Riri Satria
KATEGORI
  • Teknologi dan Transformasi Digital
  • Ekonomi dan Bisnis
  • Sastra (Puisi dan Esai)
  • Apa Kata Media?
  • Apa Kata Sahabat?
  • Hadapi Arus Deras Disrupsi Digital, Riri Satria: Orang Minang Banyak Tempat Untuk Belajar

    BY 03 May 2024 Dilihat: 149 kali

    Menarik memahami makna pendidikan dalam budaya Minangkabau. Orang Minang memiliki banyak tempat belajar untuk hidupnya.

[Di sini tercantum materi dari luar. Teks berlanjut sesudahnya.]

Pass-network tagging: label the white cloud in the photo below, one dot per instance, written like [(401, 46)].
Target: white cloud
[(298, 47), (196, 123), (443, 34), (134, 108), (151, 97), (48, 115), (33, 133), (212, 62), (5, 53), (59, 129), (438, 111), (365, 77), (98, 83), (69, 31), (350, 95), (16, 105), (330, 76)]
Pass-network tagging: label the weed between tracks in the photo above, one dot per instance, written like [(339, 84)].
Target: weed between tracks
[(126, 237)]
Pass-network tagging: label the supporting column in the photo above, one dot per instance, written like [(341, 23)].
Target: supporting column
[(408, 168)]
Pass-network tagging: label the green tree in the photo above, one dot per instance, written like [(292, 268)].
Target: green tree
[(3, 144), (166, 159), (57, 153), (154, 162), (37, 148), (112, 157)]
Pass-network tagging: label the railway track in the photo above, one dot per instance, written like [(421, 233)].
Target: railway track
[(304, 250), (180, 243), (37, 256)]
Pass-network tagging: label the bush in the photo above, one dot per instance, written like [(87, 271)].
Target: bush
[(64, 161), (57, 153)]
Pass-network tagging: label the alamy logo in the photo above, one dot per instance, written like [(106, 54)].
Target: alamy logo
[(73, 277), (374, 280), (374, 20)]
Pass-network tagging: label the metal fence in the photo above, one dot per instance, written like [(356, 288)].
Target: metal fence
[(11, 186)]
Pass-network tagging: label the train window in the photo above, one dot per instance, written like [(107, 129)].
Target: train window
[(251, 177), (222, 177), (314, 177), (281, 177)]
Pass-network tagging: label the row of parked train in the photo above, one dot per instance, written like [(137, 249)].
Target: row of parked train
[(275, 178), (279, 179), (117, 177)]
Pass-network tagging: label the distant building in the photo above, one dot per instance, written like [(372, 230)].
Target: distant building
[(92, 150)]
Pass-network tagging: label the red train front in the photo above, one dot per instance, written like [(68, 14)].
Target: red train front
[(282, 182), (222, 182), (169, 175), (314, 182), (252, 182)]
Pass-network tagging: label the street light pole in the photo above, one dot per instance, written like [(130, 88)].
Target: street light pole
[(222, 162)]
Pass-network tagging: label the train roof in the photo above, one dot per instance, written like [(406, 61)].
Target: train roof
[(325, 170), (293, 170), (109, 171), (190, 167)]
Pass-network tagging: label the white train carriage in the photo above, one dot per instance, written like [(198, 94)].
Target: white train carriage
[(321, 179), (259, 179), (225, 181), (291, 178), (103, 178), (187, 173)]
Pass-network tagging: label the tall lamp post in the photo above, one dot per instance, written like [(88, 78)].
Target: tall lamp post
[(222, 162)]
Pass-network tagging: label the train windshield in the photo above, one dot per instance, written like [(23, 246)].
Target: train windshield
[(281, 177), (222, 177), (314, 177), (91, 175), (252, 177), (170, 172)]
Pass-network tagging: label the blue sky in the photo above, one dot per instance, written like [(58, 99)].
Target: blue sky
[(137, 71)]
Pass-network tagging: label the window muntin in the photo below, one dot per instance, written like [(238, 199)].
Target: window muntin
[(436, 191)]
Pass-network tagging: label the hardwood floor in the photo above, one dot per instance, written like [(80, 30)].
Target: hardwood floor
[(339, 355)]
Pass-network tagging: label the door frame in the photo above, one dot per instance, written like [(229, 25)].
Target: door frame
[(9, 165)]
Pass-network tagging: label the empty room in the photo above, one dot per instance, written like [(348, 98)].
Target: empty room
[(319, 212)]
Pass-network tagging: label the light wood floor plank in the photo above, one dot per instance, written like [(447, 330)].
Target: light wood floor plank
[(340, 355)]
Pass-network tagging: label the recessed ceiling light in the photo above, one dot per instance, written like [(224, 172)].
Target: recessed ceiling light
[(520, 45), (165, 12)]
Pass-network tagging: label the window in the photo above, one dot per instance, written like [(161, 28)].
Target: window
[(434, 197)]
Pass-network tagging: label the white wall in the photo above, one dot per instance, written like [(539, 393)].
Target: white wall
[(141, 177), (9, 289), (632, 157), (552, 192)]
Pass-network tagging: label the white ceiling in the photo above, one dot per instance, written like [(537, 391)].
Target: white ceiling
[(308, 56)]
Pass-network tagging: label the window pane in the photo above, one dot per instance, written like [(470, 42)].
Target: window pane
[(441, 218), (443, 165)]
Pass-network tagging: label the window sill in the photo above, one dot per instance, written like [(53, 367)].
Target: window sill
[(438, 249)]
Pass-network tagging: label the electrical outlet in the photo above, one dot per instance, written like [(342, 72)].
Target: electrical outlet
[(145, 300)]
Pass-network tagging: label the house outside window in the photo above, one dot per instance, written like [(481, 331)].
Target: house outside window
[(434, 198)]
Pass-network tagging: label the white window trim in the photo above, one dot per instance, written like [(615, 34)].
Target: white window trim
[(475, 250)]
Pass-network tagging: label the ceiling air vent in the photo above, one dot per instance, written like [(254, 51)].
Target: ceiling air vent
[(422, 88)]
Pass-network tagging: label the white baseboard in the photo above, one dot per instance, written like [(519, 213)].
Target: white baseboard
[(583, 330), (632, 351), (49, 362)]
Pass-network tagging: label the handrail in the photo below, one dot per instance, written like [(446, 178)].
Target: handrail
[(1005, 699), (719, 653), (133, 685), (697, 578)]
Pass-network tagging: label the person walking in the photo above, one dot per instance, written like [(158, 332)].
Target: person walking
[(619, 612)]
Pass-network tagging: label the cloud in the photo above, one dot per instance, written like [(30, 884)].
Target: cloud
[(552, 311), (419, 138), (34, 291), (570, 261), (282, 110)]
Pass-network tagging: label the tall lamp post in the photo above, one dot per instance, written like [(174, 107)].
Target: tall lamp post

    “Sejatinya kita belajar dari berbagai tempat, yaitu sakola (sekolah), surau (masjid), galanggang (gelanggang), dan pasa (pasar). Di atas semua itu, kita harus mampu belajar dari semua yang ada di dalam, karena pepatah Minang mengatakan bahwa alam takambang jadi guru,” kata Pakar Teknologi Digital, Riri Satria, saat dihubungi majalahelipsis.com terkait momen Hari Pendidikan Nasional, Kamis (2/5/2024), di Jakarta.

    Dikatakan Riri Satria, proses belajar harus tuntas, tidak boleh setengah-setengah, karena berguru kapalang ajar, bagai bungo kambang tak jadi.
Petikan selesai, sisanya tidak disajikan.